# Salone del gusto



## magbrin (Jun 18, 2010)

We are thinking of taking in Salone del Gusto in Turin at the end of October during our autumn trip to France/Italy/Spain/wherever.
Has anyone been? If so can you recommend an overnight stopping place? (Aire equivalent or Acsi?) And how early would we have to book?


----------



## eddied (May 9, 2005)

*Salone del Gusto*

 Ciao magbrin,
can't say I know that part of Italy very well.
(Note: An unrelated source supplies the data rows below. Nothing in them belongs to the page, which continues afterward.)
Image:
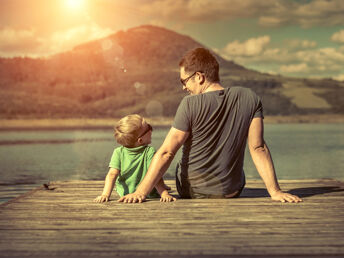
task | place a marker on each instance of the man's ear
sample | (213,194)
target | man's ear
(202,79)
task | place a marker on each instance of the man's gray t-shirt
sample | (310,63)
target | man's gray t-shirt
(213,155)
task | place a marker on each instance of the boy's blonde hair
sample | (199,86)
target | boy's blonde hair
(126,130)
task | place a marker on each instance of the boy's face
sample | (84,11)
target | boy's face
(145,134)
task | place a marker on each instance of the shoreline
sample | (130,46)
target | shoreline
(108,123)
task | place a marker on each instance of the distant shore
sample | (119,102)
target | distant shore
(105,123)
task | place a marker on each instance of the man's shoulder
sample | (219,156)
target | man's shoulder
(241,91)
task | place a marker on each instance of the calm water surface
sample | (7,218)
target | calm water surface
(30,158)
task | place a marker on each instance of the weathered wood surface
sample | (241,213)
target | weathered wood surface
(64,222)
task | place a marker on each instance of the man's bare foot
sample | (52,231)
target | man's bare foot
(167,187)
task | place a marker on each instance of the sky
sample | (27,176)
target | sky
(301,38)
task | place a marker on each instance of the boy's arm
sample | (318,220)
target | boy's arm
(109,184)
(263,162)
(160,163)
(164,195)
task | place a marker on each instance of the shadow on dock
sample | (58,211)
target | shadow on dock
(301,192)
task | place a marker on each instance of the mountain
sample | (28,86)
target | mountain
(136,71)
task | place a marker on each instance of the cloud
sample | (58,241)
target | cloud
(294,68)
(251,47)
(14,41)
(301,44)
(270,13)
(295,58)
(65,40)
(339,77)
(338,36)
(29,43)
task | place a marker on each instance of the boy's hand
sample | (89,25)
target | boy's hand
(101,198)
(166,197)
(132,198)
(285,197)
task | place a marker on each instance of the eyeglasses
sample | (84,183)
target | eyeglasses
(150,128)
(184,81)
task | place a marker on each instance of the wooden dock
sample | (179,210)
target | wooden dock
(63,221)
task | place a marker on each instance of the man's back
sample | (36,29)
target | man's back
(213,155)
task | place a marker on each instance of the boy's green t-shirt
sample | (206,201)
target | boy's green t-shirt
(133,164)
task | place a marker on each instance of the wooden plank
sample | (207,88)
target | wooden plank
(65,222)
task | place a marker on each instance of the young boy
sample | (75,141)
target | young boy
(129,163)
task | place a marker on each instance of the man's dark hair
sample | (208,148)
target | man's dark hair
(201,60)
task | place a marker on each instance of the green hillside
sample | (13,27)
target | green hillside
(136,71)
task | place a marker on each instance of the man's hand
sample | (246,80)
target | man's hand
(166,197)
(133,198)
(101,198)
(285,197)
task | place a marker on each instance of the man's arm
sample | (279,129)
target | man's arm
(160,163)
(264,164)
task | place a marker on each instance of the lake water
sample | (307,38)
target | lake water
(30,158)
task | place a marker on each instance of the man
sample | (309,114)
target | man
(214,124)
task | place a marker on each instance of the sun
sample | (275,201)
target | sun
(74,4)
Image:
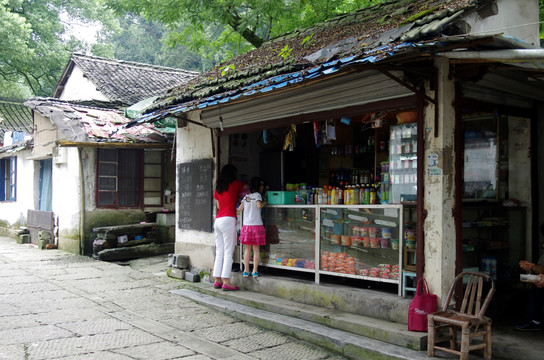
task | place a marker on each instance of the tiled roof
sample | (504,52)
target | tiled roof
(84,124)
(14,116)
(369,35)
(125,81)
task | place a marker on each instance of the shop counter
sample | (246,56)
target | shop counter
(355,241)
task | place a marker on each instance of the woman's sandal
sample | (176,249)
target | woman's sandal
(230,288)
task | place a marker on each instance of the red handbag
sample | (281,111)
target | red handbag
(423,303)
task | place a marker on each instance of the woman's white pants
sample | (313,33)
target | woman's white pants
(225,243)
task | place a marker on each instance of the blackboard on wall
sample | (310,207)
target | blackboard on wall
(195,195)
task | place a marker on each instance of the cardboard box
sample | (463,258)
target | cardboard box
(281,197)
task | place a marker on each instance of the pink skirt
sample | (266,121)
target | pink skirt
(253,235)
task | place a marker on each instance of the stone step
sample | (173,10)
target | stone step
(346,343)
(356,324)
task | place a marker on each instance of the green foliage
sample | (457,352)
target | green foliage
(227,69)
(35,46)
(285,52)
(223,28)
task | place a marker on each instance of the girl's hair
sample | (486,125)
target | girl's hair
(255,184)
(227,175)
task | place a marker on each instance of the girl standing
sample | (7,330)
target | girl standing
(253,233)
(226,195)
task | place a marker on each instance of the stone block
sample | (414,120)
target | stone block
(24,239)
(44,235)
(192,277)
(166,219)
(176,273)
(42,243)
(180,261)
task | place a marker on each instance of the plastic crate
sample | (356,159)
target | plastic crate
(281,197)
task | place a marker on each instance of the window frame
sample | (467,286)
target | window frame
(8,178)
(119,177)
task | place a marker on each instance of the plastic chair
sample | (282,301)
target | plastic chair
(469,319)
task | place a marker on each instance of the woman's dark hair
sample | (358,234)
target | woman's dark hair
(227,175)
(255,184)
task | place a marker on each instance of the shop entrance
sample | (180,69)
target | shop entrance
(342,196)
(497,204)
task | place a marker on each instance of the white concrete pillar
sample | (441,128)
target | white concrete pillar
(439,184)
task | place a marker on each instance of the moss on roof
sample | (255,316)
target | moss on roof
(357,33)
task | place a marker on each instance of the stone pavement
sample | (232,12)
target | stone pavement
(55,305)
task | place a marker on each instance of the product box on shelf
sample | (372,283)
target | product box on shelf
(281,197)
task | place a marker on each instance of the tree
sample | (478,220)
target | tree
(144,41)
(35,46)
(244,24)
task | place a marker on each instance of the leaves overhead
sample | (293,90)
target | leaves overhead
(35,46)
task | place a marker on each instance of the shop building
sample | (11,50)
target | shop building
(431,108)
(80,169)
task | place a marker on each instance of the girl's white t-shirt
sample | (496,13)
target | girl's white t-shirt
(252,214)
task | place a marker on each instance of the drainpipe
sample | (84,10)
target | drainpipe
(497,55)
(81,204)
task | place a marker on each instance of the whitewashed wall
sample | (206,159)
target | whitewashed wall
(13,212)
(194,143)
(79,87)
(516,18)
(66,195)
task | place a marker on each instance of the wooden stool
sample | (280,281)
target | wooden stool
(408,275)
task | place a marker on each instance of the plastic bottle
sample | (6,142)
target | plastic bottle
(366,200)
(493,267)
(372,198)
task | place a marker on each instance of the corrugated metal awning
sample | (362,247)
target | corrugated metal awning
(348,90)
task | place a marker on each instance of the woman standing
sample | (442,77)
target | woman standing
(226,195)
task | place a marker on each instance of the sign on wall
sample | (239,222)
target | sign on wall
(195,195)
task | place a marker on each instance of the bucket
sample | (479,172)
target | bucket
(346,240)
(387,233)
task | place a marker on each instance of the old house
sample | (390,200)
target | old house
(437,104)
(88,171)
(16,176)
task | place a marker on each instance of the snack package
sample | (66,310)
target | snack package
(529,278)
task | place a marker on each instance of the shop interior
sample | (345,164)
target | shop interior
(349,156)
(378,151)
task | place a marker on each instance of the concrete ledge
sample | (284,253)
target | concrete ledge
(382,330)
(366,302)
(348,344)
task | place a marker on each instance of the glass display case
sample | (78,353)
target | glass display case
(480,158)
(357,241)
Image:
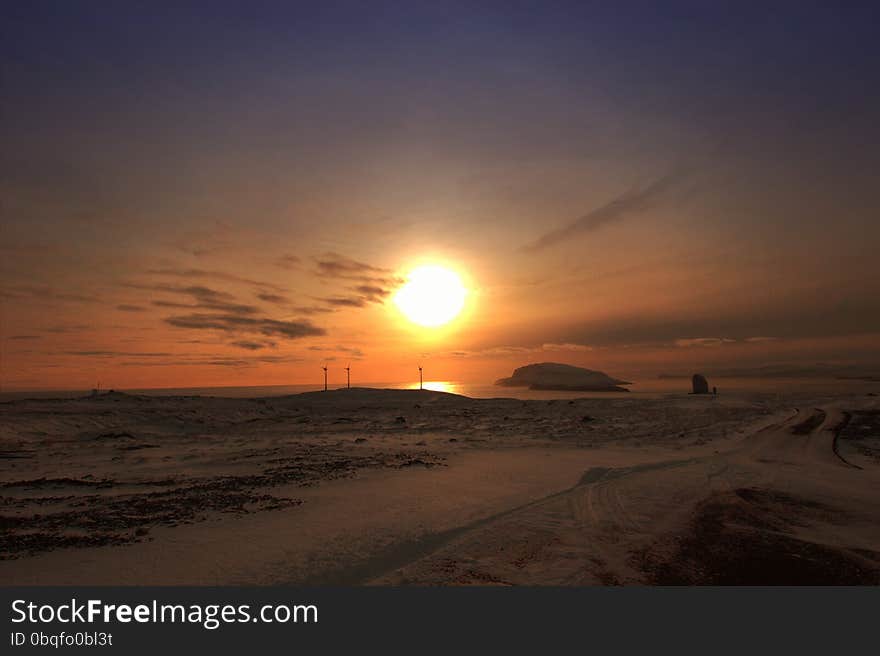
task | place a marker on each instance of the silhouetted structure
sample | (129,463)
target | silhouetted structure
(700,384)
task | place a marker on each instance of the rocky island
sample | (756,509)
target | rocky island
(562,377)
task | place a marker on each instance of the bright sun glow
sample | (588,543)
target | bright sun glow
(432,296)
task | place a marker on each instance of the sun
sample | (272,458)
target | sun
(432,296)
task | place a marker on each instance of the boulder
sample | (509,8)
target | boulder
(555,376)
(700,384)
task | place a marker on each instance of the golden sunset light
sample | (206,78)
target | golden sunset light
(510,294)
(432,296)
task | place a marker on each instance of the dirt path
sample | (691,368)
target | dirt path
(779,506)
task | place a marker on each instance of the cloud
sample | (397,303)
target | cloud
(73,328)
(205,298)
(333,265)
(566,347)
(508,351)
(212,274)
(45,293)
(703,341)
(312,309)
(288,262)
(622,207)
(376,283)
(253,346)
(372,293)
(118,354)
(354,353)
(273,298)
(238,324)
(344,301)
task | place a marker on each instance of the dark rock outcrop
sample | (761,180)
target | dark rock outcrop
(700,384)
(564,377)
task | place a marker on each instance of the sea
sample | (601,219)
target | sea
(645,388)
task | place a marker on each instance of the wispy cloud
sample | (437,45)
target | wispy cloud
(205,298)
(375,284)
(45,293)
(232,323)
(344,301)
(566,347)
(190,273)
(288,262)
(509,351)
(277,299)
(703,341)
(252,346)
(618,209)
(354,353)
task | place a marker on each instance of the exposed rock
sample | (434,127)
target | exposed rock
(555,376)
(700,384)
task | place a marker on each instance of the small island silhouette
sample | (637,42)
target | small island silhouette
(562,377)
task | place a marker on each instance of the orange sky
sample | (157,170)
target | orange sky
(241,212)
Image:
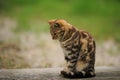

It is more 'industrial' than 'scenic'. 
A bit of searching shows that the Salone del Gusto 2012 is going to be held at the end of October in the Lingotto - that is the old FIAT factory and offices almost in the city centre.
You will find some info on www.turismotorino.org

As far as campites/soste are concerned have a look in www.camperonline.it

there is only one campsite in or within reach of Torino itself
Camping Villa Rey, which looks fairly central.
Strada Val San Martino Superiore 27,
10100 Torino.
tel. 011 8190117.
420 pitches. bus service to centre. open all year round.
It is supposed to be historically one of Italy's very first campsites.

Some soste are listed but without many details. I wouldn't worry too much about 'booking' if I were you. Maybe nearer the date some more details will become available. I can't honestly see the organisers making any special arrangements for motorhomes - but you never know.
saluti,
eddied


----------